Pero de vuelta a casa, silenciosos y atrapados en el atasco dentro de un
túnel, -destreza simbólica del Autor para escenificar la crisis- la mujer
reflexiona y le anuncia a su marido el fin de su matrimonio: ha entendido que
la situación límite vivida antes ha revelado de manera indiscutible la verdadera
personalidad de él y la verdad esencial de la relación que les une. En vez de
protegerme, ¡me utilizaste de escudo!, viene a decirle. Y frente a los hechos
no valen nada las palabras con que quieras ahora adornar tu cobardía. No puedes
ahora decirme que me quieres.
¿Cuándo somos más de verdad nosotros mismos? ¿Es en las situaciones
extremas, ésas en las que desaparecen los roles acomodaticios de lo social y en
las que se disuelve el conjunto de caretas con el que transitamos por la vida
cuando aflora nuestra moneda más íntima y pura? ¿O son las cruciales reacciones
en esos momentos extraordinarios producto sólo del ciego instinto y de
automáticos mecanismos internos nuestros que ni siquiera del todo conocemos, y
que por lo tanto, ningún valor de verdad sobre nosotros pueden mostrar?
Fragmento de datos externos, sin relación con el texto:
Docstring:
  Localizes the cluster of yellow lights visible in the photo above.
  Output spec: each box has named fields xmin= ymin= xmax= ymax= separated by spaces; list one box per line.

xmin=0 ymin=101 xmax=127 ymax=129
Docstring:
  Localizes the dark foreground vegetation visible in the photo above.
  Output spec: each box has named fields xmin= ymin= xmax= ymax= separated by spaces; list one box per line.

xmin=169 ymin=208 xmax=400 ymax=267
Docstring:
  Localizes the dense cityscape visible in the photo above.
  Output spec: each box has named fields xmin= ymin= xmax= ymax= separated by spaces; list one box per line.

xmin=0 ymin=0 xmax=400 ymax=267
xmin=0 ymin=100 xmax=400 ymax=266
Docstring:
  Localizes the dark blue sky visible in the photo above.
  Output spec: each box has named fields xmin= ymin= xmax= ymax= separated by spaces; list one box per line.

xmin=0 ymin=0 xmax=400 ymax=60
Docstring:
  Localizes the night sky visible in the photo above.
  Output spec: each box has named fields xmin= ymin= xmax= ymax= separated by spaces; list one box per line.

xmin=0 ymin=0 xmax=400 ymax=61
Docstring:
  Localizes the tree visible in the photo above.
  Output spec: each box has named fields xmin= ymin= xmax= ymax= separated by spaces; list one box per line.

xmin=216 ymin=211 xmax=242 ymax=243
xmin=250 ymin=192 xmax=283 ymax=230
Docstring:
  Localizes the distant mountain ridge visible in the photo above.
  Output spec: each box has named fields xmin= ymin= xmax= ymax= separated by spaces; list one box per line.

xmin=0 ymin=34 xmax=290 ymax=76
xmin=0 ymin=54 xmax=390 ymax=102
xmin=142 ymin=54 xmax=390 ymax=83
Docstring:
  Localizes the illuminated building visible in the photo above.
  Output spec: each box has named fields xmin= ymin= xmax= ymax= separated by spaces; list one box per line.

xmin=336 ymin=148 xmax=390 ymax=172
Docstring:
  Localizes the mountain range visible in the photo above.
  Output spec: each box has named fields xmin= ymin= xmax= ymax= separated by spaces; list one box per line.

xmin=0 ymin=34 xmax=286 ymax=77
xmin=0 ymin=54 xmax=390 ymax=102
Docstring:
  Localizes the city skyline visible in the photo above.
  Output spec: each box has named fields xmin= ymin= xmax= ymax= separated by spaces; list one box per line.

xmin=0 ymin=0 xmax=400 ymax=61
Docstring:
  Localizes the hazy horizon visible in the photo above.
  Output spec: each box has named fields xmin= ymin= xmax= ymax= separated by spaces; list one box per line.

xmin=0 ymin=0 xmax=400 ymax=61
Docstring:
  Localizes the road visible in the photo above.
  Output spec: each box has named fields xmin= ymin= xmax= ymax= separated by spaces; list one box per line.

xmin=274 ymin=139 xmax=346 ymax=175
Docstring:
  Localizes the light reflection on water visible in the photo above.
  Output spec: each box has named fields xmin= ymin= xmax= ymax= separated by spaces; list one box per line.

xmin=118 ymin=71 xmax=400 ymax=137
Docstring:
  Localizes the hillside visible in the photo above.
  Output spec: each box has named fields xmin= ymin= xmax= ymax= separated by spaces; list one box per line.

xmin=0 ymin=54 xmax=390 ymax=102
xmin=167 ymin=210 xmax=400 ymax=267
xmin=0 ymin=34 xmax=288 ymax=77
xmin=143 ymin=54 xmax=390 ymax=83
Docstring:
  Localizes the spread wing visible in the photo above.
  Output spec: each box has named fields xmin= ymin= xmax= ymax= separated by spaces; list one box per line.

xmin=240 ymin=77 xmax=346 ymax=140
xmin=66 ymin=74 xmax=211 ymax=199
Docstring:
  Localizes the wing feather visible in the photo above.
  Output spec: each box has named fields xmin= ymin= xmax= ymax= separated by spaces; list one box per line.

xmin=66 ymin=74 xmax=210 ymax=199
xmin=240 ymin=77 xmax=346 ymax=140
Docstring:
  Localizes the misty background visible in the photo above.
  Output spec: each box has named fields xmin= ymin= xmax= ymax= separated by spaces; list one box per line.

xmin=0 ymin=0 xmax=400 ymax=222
¿Son acaso los instintos –es decir, lo animal, lo atávico, lo pulsional-
la almendra última de nuestra concreta humanidad? ¿No decimos cosas como “se me
fue la olla, me dio el punto, se me cruzaron los cables” para que no se nos
tenga en cuenta según que extemporánea reacción que una vez tuvimos? ¿Dice más
de una persona lo que ésta haga en un muy determinado momento, fuera por
completo de lo ordinario y sometida a tan tremenda presión de ambiente que
apenas puede sino “saltar”, que el conjunto de pequeñas acciones y reflexiones
con las que ha construido con paciencia y con consciencia su personalidad y su
mundo a lo largo de la vida? ¿Podía la concreta reacción de ese marido ante el
atroz caos desatado por un pistolero tronado ser puramente anecdótica, azarosa
y fortuita, y constituir por contra la suma de todos los hechos cotidianos y
reflexivos en relación con su mujer la auténtica prueba del nueve de lo que en
realidad él es? ¿Cuándo somos como de verdad somos?